HDR10 and Dolby Vision use dynamic metadata transfer. Thus, the data stream should contain additional information for each scene in order to preserve the original directorial decision in terms of color, lighting and contrast.
As a result, Hitachi, Matsushita Electric Industrial, Philips, Silicon Image, Sony, Thomson (RCA) developed the HDMI standard to transfer high-resolution digital video content.
This standard has very simple labeling.

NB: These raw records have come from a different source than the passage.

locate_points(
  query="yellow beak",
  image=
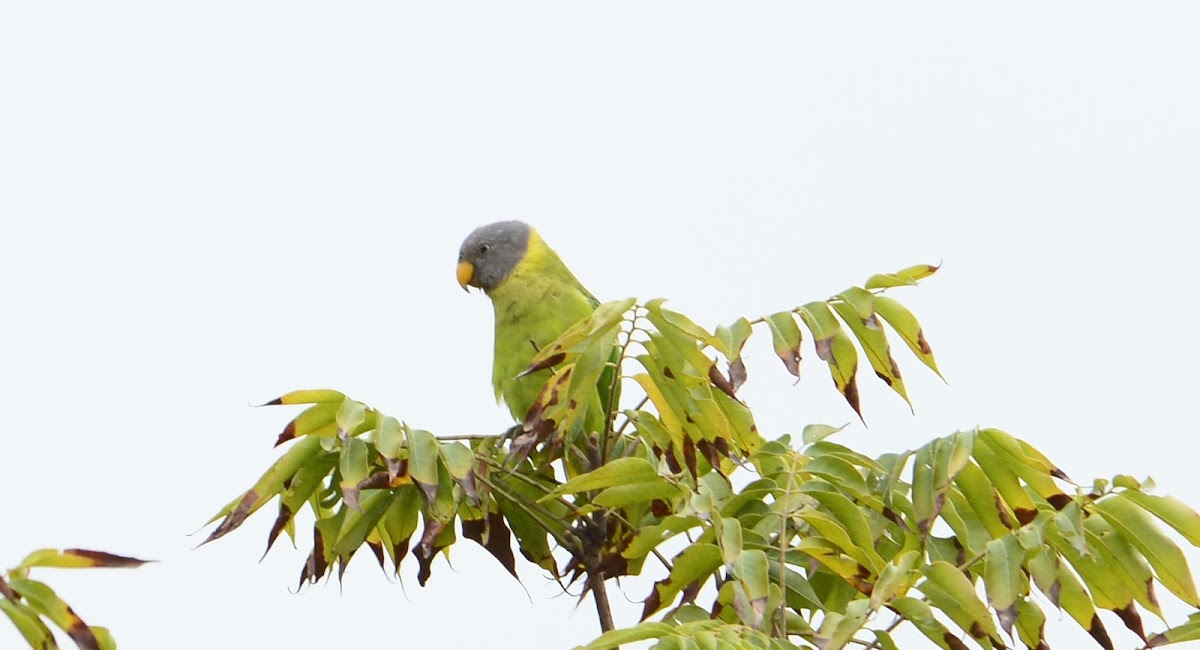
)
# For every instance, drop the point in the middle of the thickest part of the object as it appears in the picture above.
(465, 272)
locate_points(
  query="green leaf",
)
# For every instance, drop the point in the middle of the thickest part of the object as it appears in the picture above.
(46, 602)
(904, 277)
(389, 438)
(894, 579)
(694, 564)
(423, 459)
(31, 627)
(617, 473)
(851, 519)
(77, 558)
(316, 420)
(730, 539)
(1186, 632)
(834, 348)
(1123, 561)
(649, 537)
(952, 593)
(918, 613)
(814, 433)
(733, 338)
(354, 469)
(616, 638)
(1132, 522)
(358, 523)
(599, 324)
(751, 571)
(269, 485)
(351, 415)
(1003, 579)
(983, 499)
(871, 337)
(1031, 625)
(316, 396)
(905, 324)
(459, 458)
(785, 337)
(1006, 483)
(639, 493)
(838, 629)
(1171, 511)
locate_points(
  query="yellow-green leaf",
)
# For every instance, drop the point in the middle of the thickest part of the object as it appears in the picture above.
(834, 348)
(904, 277)
(1003, 579)
(1135, 525)
(874, 341)
(1171, 511)
(952, 593)
(785, 336)
(906, 325)
(77, 558)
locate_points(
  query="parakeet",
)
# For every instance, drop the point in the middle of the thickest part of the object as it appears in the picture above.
(535, 298)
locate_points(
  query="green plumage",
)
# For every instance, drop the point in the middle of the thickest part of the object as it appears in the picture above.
(533, 306)
(535, 299)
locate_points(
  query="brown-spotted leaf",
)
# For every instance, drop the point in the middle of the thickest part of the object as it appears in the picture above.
(78, 558)
(270, 483)
(906, 325)
(537, 427)
(46, 602)
(316, 420)
(904, 277)
(493, 535)
(312, 396)
(834, 348)
(871, 336)
(785, 336)
(437, 535)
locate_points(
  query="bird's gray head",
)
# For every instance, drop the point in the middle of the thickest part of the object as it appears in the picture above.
(489, 254)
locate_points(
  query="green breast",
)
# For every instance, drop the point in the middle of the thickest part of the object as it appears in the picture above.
(532, 310)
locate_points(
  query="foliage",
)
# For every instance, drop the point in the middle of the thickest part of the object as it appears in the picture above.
(807, 545)
(33, 606)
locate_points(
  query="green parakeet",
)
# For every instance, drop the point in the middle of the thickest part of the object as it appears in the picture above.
(535, 298)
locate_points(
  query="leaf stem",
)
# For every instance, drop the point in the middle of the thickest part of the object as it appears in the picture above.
(537, 513)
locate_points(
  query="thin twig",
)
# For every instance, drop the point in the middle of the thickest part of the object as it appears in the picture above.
(600, 593)
(472, 435)
(628, 420)
(537, 513)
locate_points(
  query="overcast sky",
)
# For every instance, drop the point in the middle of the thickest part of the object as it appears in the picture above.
(208, 204)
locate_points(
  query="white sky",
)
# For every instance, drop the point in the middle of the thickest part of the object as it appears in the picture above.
(208, 204)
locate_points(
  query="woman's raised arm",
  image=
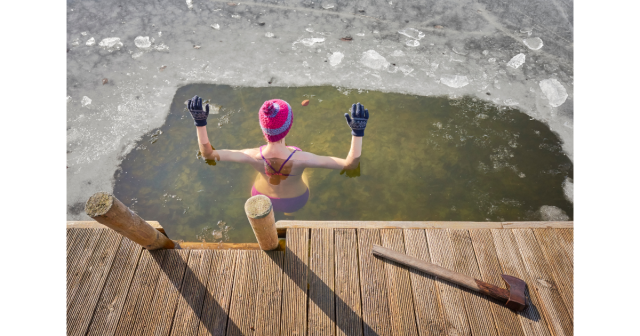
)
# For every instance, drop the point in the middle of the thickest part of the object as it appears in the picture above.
(357, 121)
(199, 116)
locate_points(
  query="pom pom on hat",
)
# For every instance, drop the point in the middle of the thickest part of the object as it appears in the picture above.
(276, 119)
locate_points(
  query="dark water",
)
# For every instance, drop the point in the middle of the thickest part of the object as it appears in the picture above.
(424, 158)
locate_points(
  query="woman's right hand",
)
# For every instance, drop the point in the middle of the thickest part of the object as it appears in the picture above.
(198, 114)
(358, 119)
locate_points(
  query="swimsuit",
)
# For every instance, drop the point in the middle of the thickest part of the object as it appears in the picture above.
(292, 204)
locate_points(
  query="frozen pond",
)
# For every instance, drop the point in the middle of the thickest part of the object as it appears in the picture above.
(424, 158)
(125, 61)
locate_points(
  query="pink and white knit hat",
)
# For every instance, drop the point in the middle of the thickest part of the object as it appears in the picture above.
(276, 118)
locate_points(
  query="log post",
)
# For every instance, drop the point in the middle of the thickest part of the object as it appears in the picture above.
(259, 210)
(108, 210)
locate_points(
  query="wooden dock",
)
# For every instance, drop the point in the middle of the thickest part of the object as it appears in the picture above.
(326, 282)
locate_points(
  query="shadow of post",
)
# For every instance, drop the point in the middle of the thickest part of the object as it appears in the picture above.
(324, 305)
(217, 322)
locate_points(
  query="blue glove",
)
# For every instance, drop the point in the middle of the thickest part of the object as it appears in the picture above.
(358, 119)
(197, 113)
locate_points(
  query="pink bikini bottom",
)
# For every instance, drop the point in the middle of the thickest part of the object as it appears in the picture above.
(285, 204)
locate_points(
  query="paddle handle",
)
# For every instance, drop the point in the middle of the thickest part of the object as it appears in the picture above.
(443, 273)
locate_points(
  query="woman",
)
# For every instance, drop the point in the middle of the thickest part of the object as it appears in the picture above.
(281, 167)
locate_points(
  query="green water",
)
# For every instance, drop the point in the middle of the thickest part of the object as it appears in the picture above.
(423, 158)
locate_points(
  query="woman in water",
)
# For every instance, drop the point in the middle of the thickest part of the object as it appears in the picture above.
(280, 167)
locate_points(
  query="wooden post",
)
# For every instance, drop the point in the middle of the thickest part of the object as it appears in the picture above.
(259, 210)
(108, 210)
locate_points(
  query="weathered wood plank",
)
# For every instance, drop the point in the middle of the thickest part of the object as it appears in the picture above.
(537, 225)
(477, 306)
(243, 297)
(321, 283)
(91, 284)
(426, 297)
(133, 319)
(543, 283)
(347, 283)
(167, 292)
(116, 287)
(403, 319)
(219, 246)
(454, 314)
(294, 290)
(194, 286)
(75, 242)
(565, 238)
(215, 311)
(78, 261)
(269, 297)
(95, 225)
(373, 284)
(282, 225)
(507, 322)
(531, 318)
(561, 267)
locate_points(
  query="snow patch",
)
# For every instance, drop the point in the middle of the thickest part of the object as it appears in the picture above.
(309, 41)
(85, 101)
(567, 187)
(111, 43)
(412, 33)
(336, 58)
(516, 61)
(142, 42)
(554, 91)
(412, 43)
(373, 60)
(533, 43)
(454, 81)
(551, 213)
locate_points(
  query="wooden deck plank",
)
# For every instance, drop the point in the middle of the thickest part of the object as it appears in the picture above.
(454, 313)
(477, 306)
(543, 282)
(134, 317)
(373, 285)
(347, 283)
(78, 263)
(215, 310)
(188, 312)
(243, 296)
(561, 267)
(167, 291)
(75, 240)
(565, 238)
(531, 318)
(91, 284)
(403, 319)
(111, 302)
(322, 315)
(507, 322)
(426, 297)
(269, 297)
(294, 285)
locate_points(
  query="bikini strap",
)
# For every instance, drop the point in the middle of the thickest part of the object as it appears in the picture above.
(285, 161)
(266, 161)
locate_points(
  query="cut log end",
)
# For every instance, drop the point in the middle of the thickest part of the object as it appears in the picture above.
(98, 204)
(258, 206)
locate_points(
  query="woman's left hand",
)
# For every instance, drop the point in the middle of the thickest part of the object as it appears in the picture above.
(197, 113)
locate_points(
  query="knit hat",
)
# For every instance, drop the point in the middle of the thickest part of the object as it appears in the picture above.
(275, 119)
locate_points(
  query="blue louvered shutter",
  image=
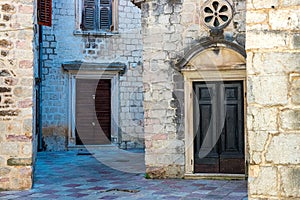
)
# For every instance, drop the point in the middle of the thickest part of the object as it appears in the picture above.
(105, 10)
(88, 15)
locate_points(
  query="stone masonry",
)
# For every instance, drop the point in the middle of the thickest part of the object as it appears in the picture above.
(170, 28)
(273, 114)
(17, 138)
(61, 44)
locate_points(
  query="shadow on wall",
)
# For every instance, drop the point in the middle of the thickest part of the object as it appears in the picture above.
(55, 139)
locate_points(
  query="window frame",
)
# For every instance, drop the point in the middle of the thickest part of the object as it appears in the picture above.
(44, 12)
(79, 20)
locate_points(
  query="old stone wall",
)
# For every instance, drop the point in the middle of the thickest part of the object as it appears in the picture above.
(61, 45)
(170, 29)
(16, 94)
(273, 114)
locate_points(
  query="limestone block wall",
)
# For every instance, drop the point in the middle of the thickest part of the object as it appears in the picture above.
(61, 45)
(16, 94)
(273, 114)
(171, 28)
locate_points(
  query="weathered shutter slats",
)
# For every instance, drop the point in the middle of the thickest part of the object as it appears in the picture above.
(45, 12)
(88, 15)
(105, 14)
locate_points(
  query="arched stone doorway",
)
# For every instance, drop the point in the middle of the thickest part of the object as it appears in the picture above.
(215, 84)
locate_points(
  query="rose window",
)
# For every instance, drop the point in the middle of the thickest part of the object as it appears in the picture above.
(217, 14)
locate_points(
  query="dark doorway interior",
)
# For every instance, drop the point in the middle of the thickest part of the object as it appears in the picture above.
(93, 111)
(219, 135)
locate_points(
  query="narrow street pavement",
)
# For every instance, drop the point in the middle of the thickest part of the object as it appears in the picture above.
(111, 173)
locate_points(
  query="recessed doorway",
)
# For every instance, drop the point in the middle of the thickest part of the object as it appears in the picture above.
(219, 131)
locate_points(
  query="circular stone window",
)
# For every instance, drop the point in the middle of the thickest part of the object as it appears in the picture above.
(216, 14)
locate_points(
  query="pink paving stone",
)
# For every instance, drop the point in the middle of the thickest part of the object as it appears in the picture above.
(71, 185)
(77, 195)
(25, 64)
(97, 188)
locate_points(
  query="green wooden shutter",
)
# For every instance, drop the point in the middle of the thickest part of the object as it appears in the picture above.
(44, 12)
(105, 14)
(88, 15)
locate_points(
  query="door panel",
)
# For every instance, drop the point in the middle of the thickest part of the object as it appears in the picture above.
(232, 140)
(93, 112)
(219, 139)
(206, 155)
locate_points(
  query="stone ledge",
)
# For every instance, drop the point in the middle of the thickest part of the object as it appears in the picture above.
(86, 66)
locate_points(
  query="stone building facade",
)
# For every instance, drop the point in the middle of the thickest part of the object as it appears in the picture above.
(17, 135)
(70, 53)
(184, 48)
(273, 67)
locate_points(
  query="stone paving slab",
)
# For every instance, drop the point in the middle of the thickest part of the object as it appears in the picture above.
(67, 175)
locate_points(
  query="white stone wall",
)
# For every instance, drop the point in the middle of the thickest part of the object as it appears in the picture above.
(273, 114)
(17, 137)
(61, 45)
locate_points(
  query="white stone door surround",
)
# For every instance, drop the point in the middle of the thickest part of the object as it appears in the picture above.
(209, 62)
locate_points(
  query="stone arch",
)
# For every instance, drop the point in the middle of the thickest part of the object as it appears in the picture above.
(209, 61)
(205, 55)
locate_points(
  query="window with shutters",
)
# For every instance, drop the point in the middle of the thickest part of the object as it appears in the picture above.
(96, 16)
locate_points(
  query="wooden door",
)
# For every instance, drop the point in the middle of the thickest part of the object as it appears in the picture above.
(93, 111)
(219, 135)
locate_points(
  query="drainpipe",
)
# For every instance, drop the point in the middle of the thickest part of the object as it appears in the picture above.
(39, 83)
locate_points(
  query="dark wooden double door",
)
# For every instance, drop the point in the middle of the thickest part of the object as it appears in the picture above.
(93, 111)
(219, 127)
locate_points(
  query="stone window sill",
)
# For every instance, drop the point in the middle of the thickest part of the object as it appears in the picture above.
(94, 33)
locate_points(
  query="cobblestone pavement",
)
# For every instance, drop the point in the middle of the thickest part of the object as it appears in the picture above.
(73, 175)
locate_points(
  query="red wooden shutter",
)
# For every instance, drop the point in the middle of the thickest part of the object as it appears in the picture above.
(45, 12)
(88, 15)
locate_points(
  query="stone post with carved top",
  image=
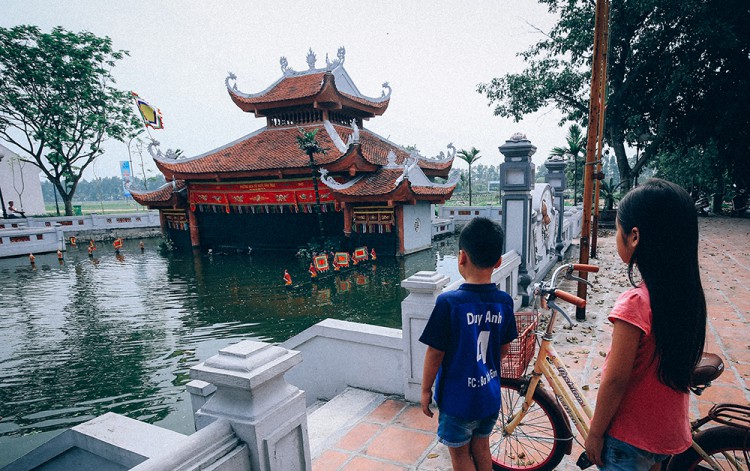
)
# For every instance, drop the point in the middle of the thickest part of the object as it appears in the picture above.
(265, 411)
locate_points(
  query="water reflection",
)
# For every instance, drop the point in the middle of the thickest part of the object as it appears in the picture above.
(104, 333)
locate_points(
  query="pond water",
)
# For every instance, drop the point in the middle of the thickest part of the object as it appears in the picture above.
(119, 334)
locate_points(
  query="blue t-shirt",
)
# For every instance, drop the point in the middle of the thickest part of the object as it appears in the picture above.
(470, 325)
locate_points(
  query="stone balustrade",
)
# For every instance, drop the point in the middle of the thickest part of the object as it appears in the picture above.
(21, 236)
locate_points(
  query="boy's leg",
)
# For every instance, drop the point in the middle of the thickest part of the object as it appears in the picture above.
(461, 458)
(480, 451)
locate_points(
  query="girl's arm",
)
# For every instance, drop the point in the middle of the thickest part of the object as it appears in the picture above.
(433, 358)
(625, 340)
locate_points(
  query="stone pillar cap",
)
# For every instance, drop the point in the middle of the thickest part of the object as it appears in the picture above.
(246, 365)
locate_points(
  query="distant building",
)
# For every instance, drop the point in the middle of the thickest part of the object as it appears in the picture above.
(19, 182)
(258, 190)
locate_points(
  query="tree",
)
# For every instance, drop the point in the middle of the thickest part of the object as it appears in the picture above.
(666, 62)
(308, 143)
(469, 156)
(576, 145)
(57, 101)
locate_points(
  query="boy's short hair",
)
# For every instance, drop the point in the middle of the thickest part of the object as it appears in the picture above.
(483, 241)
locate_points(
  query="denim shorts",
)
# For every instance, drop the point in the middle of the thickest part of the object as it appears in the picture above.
(620, 456)
(457, 431)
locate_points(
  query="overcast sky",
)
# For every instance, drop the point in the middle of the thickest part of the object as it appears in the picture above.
(433, 54)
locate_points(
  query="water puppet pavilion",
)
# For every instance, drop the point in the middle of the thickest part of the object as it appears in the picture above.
(259, 191)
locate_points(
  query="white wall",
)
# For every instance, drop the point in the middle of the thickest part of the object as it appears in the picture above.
(417, 227)
(15, 180)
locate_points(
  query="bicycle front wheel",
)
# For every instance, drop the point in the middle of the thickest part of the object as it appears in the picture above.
(728, 446)
(537, 442)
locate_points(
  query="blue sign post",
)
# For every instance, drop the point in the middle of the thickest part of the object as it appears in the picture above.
(126, 175)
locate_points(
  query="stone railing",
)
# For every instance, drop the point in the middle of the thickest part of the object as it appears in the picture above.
(92, 222)
(21, 236)
(23, 240)
(463, 214)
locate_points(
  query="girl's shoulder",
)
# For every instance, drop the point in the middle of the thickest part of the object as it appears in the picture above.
(634, 307)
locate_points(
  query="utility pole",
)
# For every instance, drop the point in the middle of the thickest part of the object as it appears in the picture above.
(2, 201)
(598, 90)
(599, 176)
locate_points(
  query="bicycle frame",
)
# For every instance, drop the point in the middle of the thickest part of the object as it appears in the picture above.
(568, 393)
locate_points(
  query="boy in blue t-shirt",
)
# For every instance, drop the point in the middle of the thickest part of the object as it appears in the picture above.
(468, 331)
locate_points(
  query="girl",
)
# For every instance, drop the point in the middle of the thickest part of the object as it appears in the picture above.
(641, 413)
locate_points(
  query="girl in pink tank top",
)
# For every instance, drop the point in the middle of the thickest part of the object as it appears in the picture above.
(641, 413)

Fundamentally new versions use digital increment, for example, 1, 1.2, 1.3, 1.4, 2, 2.1. The functional extensions use letters, for example, 1.2a, 1.3a, 1.4b, 2.0a, etc.
Today the HDMI Licensing consortium developed improved HDMI 2.0a and HDMI 2.1 for dynamic transfer of metadata between the source HDR content and the TV. LG and Samsung introduced at CES 2019 new OLED models with support of latest HDMI 2.1.
It uses a new 48 Gbps cable for 10K resolution and 8K HDR.
HDMI 2.1 support:
– Game Mode VRR (Variable Refresh Rate) mode to prevent input video delay and frame-by-frame image breaks;
– QMS (Quick Media Switching);
– EARC (Audio Return Channel), which increases bandwidth via HDMI reversible audio channel to eliminate loss of audio formats, including Dolby Atmos.
HDMI 2.1 also supports object-oriented audio.
left: LG 65″ 4K OLED TV (65B6 Series), right: Samsung 55″ 4K QLED TV (55Q7F Series).
The LG OLED is playing Netflix Streaming – but in Dolby Vision. The Samsung is playing the same, but due to it´s lack to Dolby Vision, it´s playing the HDR10 version instead. Dolby Vision on the OLED Looks stunning – so the brightest LED LCD can´t compete with OLED, they need dynamic metadata like Dolby Vision.